We know that mirrors are the most frequently used optical components, do you really understand it? As long as light passes through different media in the process of propagation, there will be reflections. In order to enhance the reflectivity of light, we often apply one or two layers of reflective coating to the first or second side of the parallel plate or other shaped substrate. The first mirror is the most accurate, and for the second mirror, light can only enter the plate of different refractive indices, and the second mirror is actually a combination of mirror and window.Here we need to take into account some interference factors of the second mirror. First, because of the refractive index n of the panel, the reflector looks closer to the figure above, and for smaller angles θ1, the virtual thickness d of the carrier can be calculated using a simple formula d≈L/n .The front surface of the second mirror also reflects a large amount of light, resulting in so-called ghost reflections, such as glass plates that typically reflect about 4 percent of visible light in the air.

2. Coated mirror

 Silver, aluminum, lawrencium, etc. can be used as reflective surface coatings for visible and near-infrared light. For the far infrared spectral range, we generally use gold as a reflective surface coating. Depending on the coating we use, the reflectivity can reach any value from 0 to 1. The following gives you the relationship between the reflective coating and the refractive index curve, it should be more clear.

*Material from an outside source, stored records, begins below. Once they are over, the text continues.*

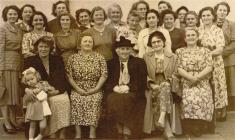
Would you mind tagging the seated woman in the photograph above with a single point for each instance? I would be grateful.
(87, 72)
(160, 66)
(194, 65)
(51, 69)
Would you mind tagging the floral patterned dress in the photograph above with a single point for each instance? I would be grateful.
(212, 39)
(86, 71)
(197, 101)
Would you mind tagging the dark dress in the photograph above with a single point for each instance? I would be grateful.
(59, 104)
(127, 108)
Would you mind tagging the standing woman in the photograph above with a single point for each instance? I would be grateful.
(212, 37)
(66, 40)
(83, 18)
(191, 19)
(104, 37)
(87, 72)
(115, 16)
(10, 64)
(222, 10)
(38, 21)
(27, 12)
(141, 7)
(194, 64)
(153, 20)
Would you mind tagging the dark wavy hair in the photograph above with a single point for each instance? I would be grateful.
(24, 6)
(156, 34)
(41, 14)
(79, 11)
(7, 8)
(55, 5)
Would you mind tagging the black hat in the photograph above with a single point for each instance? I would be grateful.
(123, 42)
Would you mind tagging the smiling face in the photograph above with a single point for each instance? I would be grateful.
(141, 9)
(115, 14)
(61, 9)
(38, 22)
(169, 21)
(191, 20)
(87, 43)
(65, 22)
(222, 12)
(191, 37)
(152, 20)
(124, 53)
(182, 14)
(84, 18)
(31, 80)
(12, 16)
(98, 17)
(157, 44)
(27, 13)
(207, 17)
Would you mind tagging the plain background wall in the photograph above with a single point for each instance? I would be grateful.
(46, 5)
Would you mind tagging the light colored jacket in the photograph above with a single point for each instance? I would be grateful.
(229, 48)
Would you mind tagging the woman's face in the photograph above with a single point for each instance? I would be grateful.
(65, 22)
(169, 21)
(191, 37)
(162, 7)
(181, 15)
(87, 43)
(27, 13)
(43, 49)
(38, 22)
(61, 9)
(84, 18)
(207, 17)
(141, 9)
(152, 20)
(133, 22)
(157, 43)
(98, 17)
(115, 14)
(12, 16)
(191, 20)
(222, 12)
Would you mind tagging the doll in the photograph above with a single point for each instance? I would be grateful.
(37, 108)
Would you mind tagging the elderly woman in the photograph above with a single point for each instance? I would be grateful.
(160, 66)
(87, 72)
(115, 16)
(10, 64)
(27, 12)
(153, 20)
(141, 7)
(58, 8)
(191, 19)
(212, 37)
(222, 10)
(38, 21)
(67, 39)
(83, 19)
(51, 68)
(103, 36)
(194, 65)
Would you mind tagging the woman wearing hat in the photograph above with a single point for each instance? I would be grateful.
(125, 88)
(51, 69)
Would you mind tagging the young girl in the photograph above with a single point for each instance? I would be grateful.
(36, 109)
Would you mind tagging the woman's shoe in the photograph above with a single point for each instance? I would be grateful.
(8, 131)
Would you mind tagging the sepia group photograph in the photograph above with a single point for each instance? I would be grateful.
(117, 69)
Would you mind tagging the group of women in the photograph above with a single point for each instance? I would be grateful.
(189, 59)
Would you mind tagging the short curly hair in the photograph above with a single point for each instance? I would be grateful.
(7, 8)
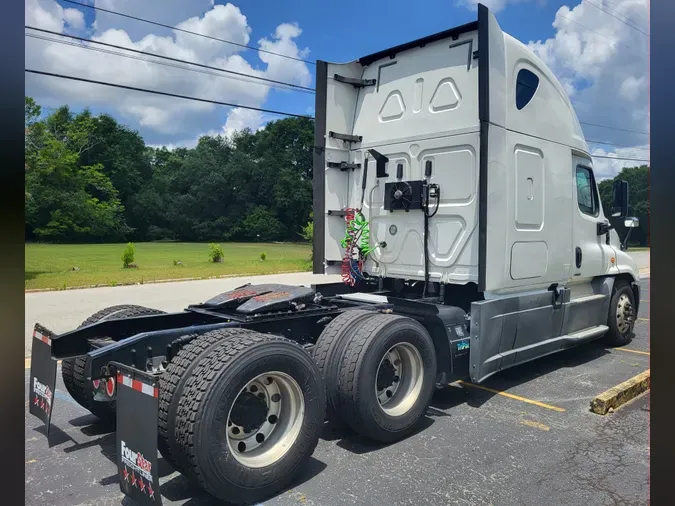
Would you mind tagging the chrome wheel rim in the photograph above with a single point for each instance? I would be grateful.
(399, 379)
(265, 419)
(624, 314)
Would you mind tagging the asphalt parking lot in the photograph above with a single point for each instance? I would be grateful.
(525, 437)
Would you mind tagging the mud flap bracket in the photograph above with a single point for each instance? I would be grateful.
(42, 376)
(137, 412)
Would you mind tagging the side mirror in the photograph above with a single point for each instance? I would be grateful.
(620, 199)
(631, 223)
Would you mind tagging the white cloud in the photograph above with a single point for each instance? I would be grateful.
(238, 119)
(284, 69)
(604, 66)
(164, 116)
(74, 18)
(607, 168)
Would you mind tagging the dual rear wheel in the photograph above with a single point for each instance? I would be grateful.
(380, 372)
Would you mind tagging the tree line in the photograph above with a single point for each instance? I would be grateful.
(91, 179)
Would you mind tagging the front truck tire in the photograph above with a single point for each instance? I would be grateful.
(387, 377)
(72, 369)
(250, 416)
(622, 316)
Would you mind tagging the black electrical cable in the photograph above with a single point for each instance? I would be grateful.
(169, 58)
(166, 94)
(149, 21)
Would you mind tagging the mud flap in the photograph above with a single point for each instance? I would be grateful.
(42, 376)
(137, 411)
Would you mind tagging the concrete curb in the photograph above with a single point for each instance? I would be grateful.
(621, 394)
(157, 281)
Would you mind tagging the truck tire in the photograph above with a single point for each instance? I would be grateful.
(329, 348)
(72, 369)
(621, 318)
(387, 377)
(250, 416)
(171, 384)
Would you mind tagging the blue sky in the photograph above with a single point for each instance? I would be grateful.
(600, 60)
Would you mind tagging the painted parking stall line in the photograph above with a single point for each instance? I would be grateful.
(137, 411)
(512, 396)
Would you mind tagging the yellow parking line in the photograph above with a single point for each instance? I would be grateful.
(633, 351)
(511, 396)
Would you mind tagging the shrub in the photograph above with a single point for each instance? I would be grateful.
(128, 255)
(308, 232)
(216, 253)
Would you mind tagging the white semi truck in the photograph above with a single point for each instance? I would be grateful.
(454, 192)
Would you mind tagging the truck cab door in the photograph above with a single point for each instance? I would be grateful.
(592, 252)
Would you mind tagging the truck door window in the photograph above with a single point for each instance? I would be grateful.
(586, 194)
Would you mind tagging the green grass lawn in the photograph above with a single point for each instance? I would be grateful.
(50, 265)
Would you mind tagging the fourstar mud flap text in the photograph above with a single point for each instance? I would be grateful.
(42, 377)
(137, 411)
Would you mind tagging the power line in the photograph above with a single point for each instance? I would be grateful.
(610, 14)
(619, 158)
(155, 55)
(101, 9)
(614, 128)
(615, 145)
(166, 94)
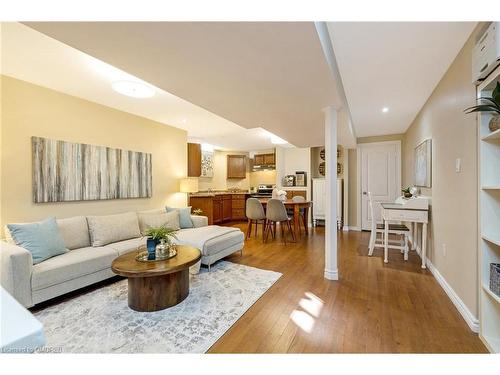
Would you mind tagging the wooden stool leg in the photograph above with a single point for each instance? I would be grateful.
(290, 229)
(249, 228)
(283, 234)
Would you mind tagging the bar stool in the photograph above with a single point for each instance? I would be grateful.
(256, 215)
(398, 229)
(276, 213)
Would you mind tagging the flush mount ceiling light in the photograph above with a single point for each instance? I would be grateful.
(133, 89)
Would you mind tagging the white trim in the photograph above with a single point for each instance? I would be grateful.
(468, 316)
(331, 274)
(359, 174)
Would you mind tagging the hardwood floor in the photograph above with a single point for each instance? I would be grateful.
(373, 308)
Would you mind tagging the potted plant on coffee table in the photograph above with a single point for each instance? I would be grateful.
(489, 104)
(161, 237)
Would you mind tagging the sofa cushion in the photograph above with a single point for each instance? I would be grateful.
(184, 216)
(42, 239)
(127, 246)
(73, 264)
(113, 228)
(215, 240)
(167, 219)
(75, 232)
(153, 211)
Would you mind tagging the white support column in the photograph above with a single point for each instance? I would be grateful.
(331, 121)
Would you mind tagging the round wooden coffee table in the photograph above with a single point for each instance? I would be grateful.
(156, 285)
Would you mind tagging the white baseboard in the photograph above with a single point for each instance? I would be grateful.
(468, 316)
(331, 274)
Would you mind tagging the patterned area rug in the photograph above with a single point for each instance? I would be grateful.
(101, 321)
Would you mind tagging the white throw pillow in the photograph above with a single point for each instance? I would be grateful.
(75, 232)
(113, 228)
(153, 220)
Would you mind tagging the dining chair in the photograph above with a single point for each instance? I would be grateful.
(302, 211)
(396, 229)
(256, 215)
(276, 213)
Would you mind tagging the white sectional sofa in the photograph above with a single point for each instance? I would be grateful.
(85, 264)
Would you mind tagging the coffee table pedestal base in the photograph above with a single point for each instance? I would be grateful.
(158, 292)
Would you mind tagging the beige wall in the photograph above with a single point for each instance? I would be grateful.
(29, 110)
(262, 177)
(454, 195)
(219, 181)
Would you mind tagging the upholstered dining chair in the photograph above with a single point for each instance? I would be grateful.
(397, 229)
(276, 213)
(256, 215)
(302, 211)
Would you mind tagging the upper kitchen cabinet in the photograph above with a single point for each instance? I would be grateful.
(269, 159)
(264, 161)
(194, 160)
(236, 166)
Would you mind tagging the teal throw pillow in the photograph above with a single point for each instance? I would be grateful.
(42, 239)
(184, 216)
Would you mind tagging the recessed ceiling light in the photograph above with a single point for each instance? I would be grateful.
(275, 140)
(207, 147)
(133, 89)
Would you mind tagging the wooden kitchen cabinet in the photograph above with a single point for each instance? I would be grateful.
(264, 159)
(258, 159)
(220, 207)
(296, 193)
(226, 208)
(269, 159)
(194, 160)
(217, 209)
(236, 166)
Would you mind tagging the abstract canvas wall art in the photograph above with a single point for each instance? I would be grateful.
(423, 164)
(66, 171)
(207, 164)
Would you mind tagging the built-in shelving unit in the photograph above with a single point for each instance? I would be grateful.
(489, 219)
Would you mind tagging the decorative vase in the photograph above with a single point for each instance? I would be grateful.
(494, 123)
(151, 246)
(161, 248)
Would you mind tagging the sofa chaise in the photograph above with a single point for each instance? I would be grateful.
(93, 243)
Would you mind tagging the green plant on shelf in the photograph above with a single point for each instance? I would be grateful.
(406, 192)
(489, 104)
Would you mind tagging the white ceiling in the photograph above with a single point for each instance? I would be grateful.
(34, 57)
(395, 65)
(257, 74)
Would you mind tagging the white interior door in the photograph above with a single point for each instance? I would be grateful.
(380, 175)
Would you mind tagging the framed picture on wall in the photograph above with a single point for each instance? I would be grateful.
(423, 164)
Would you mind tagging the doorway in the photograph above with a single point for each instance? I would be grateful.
(380, 174)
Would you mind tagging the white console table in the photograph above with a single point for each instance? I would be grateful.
(413, 213)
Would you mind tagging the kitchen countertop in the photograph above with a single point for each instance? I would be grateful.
(214, 193)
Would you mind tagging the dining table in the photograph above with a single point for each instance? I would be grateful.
(296, 206)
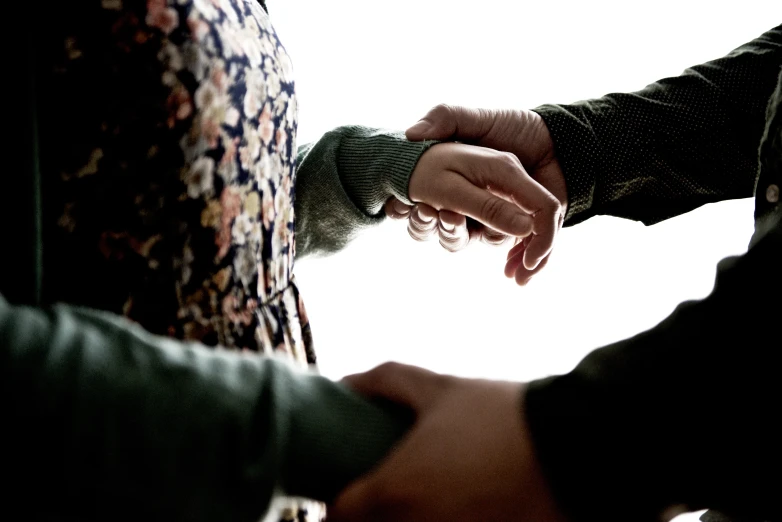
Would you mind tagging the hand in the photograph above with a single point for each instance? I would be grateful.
(454, 230)
(468, 457)
(522, 133)
(455, 181)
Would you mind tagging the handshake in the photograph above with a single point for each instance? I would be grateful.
(495, 178)
(470, 455)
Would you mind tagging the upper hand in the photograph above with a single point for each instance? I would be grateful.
(468, 457)
(522, 133)
(456, 180)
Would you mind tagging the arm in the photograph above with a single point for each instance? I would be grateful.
(686, 414)
(343, 180)
(675, 145)
(104, 418)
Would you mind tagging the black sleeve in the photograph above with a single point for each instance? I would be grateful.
(686, 414)
(677, 144)
(104, 421)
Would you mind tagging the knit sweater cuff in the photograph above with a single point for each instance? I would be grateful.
(377, 164)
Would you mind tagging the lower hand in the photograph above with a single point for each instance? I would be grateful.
(469, 455)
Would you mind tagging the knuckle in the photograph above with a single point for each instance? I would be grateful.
(491, 210)
(441, 110)
(510, 159)
(385, 372)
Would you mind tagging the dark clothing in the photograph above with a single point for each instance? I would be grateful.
(687, 414)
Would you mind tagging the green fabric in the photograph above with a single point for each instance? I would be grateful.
(343, 180)
(100, 414)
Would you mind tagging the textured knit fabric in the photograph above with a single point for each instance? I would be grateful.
(687, 414)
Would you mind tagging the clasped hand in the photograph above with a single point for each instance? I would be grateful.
(502, 175)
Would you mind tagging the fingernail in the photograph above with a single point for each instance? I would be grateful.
(401, 207)
(425, 219)
(422, 127)
(523, 224)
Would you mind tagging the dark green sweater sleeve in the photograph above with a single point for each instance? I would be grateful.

Among them, pure metal coating is more suitable for broadband applications, which is deposited on glass or other metal surfaces using the principle of vacuum deposition or electrolytic deposition. Before we use the deposition reflection, in order to achieve the homogenization effect, we can appropriately increase the metal coating of copper. On the other hand, the reflection plane can be machined into virtually any shape to change the direction of light propagation. In optical systems, the effect of curved surface reflection is similar to that of a lens, and it has many advantages. These include: first, the higher transmittance, especially in the longer wavelength spectrum, the lens due to higher absorption and reflection losses, so the efficiency is also lower. Second, it will not cause distortion due to the color difference of the refracting surface. Third, compared with other kinds of lenses, it is smaller in size and lighter in weight.

3. Spherical Lens

The spherical reflector can be used in any situation where the focused light needs to be collected. However, the spherical reflector can only focus the parallel light or the near-parallel light near the normal incident on the mirror. The imaging defect of this kind of mirror is called aberration.

4. Prism


As shown above, the direction of light from refractive index n 2 to refractive index n 1 does not change. Light B enters the medium at a certain angle, and the other two angles continue to increase. If it is refracted along the boundary, when the refracted light is perpendicular, the refracted angle is 90 ° . This special incident angle is called the total incidence angle. The total internal reflection angle is a function of two refractive indices. Light E is at a greater angle of incidence, where the light does not cross the boundary, but is reflected at the same angle as if it were a mirror. Note that the TIR effect occurs only when light passes from a medium with a high refractive index into a medium with a low refractive index. Once the TIR is formed, no coating is required on the second surface as a reflector, usually for prisms similar to figure B. The shape of the PRISM allows light to enter the prism at an angle, and total internal reflection occurs. Total internal reflection is most obvious in the range of visible and infrared spectra.